Heath · 5 June 2019 18:14

I’m trying to get the notifications figured out in LibreNMS as I transition away from an old monitoring solution. I’m still getting a few false positives, but my biggest issue is the email alerts are slow to send out.

I’ve configured the Fast Ping Checking for “sub minute ping check” according to the documentation.

(/etc/cron.d/librenms)

(/opt/librenms/config.php)

I’ve configured the alert rule to trigger when the device is down AND the reason is icmp.

(gui Alerts->Alert Rules->Devices up/down)

I’m still a little unsure what the exact behavior this results in. My current monitoring solution polls (sends 1 ping) every 30 seconds. After three successive failed polls, it generates an alert. So I get an alert within 2 minutes of the device going down. Within 1 minute of the device coming back online, the alert is cleared.

Using the above pictured settings, I get the “down” notification from LibreNMS about 3 or 4 minutes after I get the notification from the old system. The “up” notification comes about 5 minutes after the notification from the old system.
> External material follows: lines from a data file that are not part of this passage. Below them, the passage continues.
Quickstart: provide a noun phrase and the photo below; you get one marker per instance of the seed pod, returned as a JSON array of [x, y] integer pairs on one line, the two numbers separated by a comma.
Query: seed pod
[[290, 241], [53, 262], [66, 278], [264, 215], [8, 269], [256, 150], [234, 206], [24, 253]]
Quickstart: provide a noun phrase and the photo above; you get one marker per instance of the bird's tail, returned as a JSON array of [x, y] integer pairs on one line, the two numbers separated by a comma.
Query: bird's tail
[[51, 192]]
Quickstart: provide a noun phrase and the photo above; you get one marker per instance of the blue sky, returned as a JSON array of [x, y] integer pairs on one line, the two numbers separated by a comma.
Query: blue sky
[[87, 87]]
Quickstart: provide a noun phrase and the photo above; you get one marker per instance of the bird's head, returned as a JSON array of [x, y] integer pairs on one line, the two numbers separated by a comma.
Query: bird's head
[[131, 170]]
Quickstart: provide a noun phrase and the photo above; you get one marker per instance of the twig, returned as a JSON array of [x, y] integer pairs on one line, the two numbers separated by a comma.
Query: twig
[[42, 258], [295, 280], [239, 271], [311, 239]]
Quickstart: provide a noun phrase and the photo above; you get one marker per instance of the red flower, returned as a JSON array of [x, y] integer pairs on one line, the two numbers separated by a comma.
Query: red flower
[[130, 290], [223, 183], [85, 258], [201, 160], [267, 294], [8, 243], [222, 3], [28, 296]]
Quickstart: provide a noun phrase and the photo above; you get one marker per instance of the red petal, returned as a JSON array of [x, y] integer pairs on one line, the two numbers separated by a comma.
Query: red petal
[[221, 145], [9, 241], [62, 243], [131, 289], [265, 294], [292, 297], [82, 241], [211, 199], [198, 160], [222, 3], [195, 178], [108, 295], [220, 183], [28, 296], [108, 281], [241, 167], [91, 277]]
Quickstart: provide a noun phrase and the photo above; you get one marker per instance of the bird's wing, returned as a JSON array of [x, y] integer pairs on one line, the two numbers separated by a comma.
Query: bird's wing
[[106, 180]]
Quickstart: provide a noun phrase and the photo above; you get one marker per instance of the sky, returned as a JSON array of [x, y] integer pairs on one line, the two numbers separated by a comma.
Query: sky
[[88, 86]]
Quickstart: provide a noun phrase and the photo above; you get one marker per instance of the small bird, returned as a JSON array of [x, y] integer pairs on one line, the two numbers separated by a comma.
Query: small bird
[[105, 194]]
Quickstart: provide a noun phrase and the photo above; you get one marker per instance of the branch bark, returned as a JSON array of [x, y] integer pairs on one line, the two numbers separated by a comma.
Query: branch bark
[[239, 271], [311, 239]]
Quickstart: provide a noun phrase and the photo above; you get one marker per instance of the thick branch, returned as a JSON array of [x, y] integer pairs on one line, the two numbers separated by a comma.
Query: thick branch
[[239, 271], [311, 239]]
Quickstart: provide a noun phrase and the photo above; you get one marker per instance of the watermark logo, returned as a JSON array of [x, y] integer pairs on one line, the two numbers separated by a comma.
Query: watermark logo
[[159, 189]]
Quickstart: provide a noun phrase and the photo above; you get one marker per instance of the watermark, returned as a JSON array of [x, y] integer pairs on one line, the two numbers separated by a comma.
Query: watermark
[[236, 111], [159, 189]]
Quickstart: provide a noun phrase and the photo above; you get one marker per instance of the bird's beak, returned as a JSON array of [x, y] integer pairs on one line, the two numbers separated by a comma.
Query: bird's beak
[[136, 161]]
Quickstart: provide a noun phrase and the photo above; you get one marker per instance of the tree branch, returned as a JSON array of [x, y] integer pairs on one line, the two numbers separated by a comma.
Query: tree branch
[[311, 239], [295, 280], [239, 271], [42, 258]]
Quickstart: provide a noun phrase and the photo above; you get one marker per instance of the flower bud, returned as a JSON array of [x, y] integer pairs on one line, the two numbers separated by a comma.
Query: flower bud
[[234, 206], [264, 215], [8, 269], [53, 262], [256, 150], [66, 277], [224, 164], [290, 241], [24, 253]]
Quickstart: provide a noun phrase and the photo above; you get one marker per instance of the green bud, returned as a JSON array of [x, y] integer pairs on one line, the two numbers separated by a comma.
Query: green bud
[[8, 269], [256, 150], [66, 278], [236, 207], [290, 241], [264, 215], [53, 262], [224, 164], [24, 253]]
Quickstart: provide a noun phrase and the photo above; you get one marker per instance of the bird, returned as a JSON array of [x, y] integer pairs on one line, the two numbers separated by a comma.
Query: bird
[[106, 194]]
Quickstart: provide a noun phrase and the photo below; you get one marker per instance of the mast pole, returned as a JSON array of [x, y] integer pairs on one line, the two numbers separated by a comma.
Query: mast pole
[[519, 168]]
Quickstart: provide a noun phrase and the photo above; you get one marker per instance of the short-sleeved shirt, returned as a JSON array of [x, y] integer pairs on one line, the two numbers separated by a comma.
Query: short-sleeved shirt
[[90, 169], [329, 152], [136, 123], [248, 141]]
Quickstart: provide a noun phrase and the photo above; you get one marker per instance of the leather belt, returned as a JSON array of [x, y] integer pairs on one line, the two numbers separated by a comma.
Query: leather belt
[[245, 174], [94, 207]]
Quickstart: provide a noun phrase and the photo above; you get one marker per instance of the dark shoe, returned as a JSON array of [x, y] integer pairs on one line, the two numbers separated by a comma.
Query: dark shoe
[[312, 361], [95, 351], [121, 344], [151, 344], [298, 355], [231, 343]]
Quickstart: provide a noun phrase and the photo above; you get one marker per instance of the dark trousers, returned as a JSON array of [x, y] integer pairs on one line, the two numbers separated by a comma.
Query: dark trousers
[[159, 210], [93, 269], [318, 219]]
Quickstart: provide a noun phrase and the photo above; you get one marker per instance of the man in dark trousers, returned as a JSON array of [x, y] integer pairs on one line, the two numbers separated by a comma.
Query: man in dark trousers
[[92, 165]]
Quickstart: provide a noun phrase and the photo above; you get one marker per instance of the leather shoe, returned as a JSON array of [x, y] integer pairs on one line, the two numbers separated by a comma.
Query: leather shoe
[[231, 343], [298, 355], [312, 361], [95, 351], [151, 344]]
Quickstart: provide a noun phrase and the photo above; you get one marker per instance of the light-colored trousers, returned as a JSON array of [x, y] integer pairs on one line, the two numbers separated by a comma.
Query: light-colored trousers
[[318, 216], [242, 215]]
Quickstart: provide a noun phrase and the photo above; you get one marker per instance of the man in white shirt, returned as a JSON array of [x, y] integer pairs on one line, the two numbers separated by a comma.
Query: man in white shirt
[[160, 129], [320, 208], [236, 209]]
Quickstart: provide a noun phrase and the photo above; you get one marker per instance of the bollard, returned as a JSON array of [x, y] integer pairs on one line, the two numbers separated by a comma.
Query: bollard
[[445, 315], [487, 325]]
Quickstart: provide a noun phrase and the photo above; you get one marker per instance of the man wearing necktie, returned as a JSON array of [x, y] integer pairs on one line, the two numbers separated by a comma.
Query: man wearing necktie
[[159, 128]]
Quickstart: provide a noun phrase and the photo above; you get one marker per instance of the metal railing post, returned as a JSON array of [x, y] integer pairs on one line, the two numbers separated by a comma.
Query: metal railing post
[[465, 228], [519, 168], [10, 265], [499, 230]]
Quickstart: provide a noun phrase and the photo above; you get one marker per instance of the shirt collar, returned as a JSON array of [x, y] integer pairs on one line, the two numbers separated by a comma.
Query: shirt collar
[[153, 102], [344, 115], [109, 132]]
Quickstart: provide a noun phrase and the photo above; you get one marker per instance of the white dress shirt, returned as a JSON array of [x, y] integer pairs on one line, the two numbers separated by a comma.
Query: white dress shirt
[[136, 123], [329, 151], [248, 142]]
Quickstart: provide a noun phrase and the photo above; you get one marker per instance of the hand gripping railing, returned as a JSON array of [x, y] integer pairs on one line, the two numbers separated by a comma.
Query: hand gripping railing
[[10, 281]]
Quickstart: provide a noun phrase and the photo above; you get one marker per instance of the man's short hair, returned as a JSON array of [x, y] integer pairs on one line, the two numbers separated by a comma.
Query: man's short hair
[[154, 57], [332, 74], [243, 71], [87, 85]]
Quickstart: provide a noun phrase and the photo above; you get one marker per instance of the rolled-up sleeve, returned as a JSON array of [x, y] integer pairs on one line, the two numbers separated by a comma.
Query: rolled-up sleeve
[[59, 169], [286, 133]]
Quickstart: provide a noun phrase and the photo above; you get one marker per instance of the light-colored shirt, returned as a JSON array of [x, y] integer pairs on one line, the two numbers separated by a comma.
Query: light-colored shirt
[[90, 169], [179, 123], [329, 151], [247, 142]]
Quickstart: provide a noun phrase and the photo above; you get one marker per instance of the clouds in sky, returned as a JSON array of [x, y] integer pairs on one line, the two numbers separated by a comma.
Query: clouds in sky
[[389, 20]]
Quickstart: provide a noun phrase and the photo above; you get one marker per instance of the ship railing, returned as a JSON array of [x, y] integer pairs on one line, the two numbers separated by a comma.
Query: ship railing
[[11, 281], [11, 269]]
Just this morning I had a device reboot from a power blip. It was down and back up and both alerts received from the old system before I got the down email from LibreNMS.
9:24am - “Down” notification from old system
9:26am - “Up” notification from old system
9:27am - “Down” notification from LibreNMS
9:32am - “Up” notification from LibreNMS

So it seems that one of my issues is LibreNMS generating notifications only once every 5 minutes despite my cron file configured otherwise AND despite the documentation saying they run every minute.

Why are notifications being sent out at 5 minute intervals despite the configuration? What do I have wrong?

What is the actual behavior - considering retries, counts, intervals, etc - that triggers the alert? Can someone walk me through the step-by-step of what is happening with this process?

Heath · 7 June 2019 13:06

So nobody has any ideas? Is this a bug? Do I have something wrong?

murrant · 7 June 2019 15:15

No idea without doing some major investigation, which I won’t have time to do any time soon.

If you try the dispatcher service in the docs, does the same thing happen?

Heath · 7 June 2019 15:34

I have not tried the dispatcher service. I just looked at the documentation and will have to study it some more when I get time. I’m not really a Linux guy and didn’t quite understand it all with the first read-through. But I’ll be checking it out. Thanks for the pointer!

murrant · 7 June 2019 19:49

It basically replaces the cron jobs